My point is that the police turning a blind eye to the occupy protests using public space in an illegal way, and effectively claiming that land for themselves, is evidence of the privilege of these protestors. If the poster had pitched his tent in other circumstances, the police would have made him take it down.
They didn't turn a blind eye, that is disingenuous in the extreme. The police in the US and the UK detained and incarcerated thousands of people over the course of the Occupy movement, often with disproportionately violent methods. In addition, thousands of dollars worth of communal property were confiscated or destroyed in the course of their raids against camps.
You are the one being disingenuous. An ordinary person would be kicked out of the park before a single night had elapsed. The fact that the police eventually to some action doesn't mean they didn't also turn a blind eye for a long time.

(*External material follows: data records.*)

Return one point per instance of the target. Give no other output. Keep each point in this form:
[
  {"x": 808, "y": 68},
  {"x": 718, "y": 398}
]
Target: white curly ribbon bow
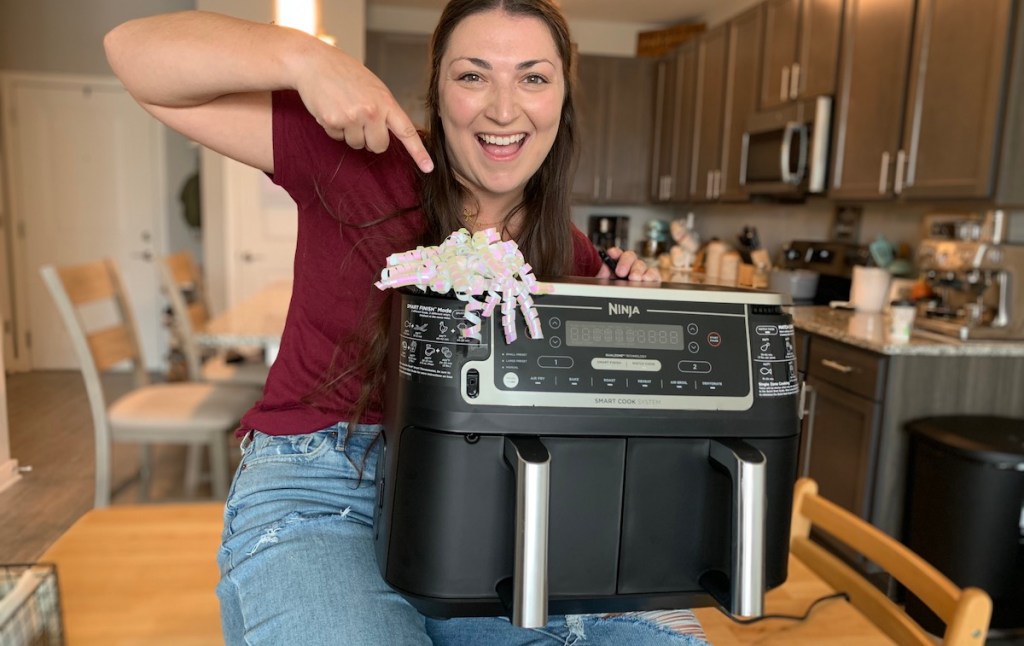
[{"x": 482, "y": 269}]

They literally did the opposite of turning a blind eye. They placed Occupy activists under surveillance in multiple cities. They sent undercover cops. They used every tool at their disposal to get information on and contain the movement. If you followed the entire affair with any semblance of good faith you would have seen the numerous articles that detailed this police activity. A squatter is not the same thing as a protest, that little equivocation is probably at the root of your disingenuous approach to this issue,
Your are exhibiting precisely the privileged attitude I referred to earlier. You believe that merely being a protestor entitles you to more rights than a mere squatter. In fact, both have equal rights under the law. Both a squatter and a protestor have a right to carry a sign or chant slogans. Neither have a right to camp in a park.

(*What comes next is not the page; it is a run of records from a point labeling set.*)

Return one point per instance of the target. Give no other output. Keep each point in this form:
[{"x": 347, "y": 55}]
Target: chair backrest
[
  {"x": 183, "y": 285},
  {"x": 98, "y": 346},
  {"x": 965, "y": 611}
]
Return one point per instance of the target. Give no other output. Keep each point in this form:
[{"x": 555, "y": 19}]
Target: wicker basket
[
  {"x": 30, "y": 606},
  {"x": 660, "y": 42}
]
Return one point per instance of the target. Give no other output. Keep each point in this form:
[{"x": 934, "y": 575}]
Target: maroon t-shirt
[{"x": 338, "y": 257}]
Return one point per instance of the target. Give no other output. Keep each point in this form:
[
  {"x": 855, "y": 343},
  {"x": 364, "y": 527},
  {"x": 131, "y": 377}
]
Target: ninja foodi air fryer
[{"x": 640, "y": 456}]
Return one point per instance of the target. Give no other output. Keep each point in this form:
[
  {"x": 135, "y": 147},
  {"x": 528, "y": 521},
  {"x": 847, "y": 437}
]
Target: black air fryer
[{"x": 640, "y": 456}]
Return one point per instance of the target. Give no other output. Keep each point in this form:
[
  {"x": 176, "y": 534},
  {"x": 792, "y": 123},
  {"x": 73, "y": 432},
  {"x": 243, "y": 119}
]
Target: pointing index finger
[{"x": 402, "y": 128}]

As someone who was actually at some of these protests, I don't think putting my freedom on the line for said squatters is a sign of "privileged" thinking. Both have good reason to squat in the park, though your simplistic legalistic reasoning would deny that. It just turns out that protesters en masse have more power to resist outright police action, and so they can remain longer in contravention of the laws set down by the elite. Call it the privilege of the mob if you will. At the end of the day though, both groups were forcibly evicted with great violence.
Also, I don't think you comprehend how privilege even factors into this discussion. You can't just use the word "privilege" as some sort of trump card that defeats any argument.
I think it is fairly obvious that they all wanted a fairer more just system. That there are so many so many elements of the current system that they complained about is not a reason to ignore them.
That's the perception that was heavily pushed by the media, yes. From personal experience with three separate Occupy encampments in different parts of the country, I saw dedicated efforts in all of them to set up things like food distribution to the homeless, shelters, free legal advice and other amenities. Of course no one ever hears about that because it's easier and more enjoyable to trash subcultures instead.
This is not to mention the larger scale efforts to provide debt relief and outreach.
They wanted the public space in front of the Goldman's building (the basis of which the development of the square was approved). Regardless of whether you support them or not (I don't) they certainly weren't "focused on trashing a church".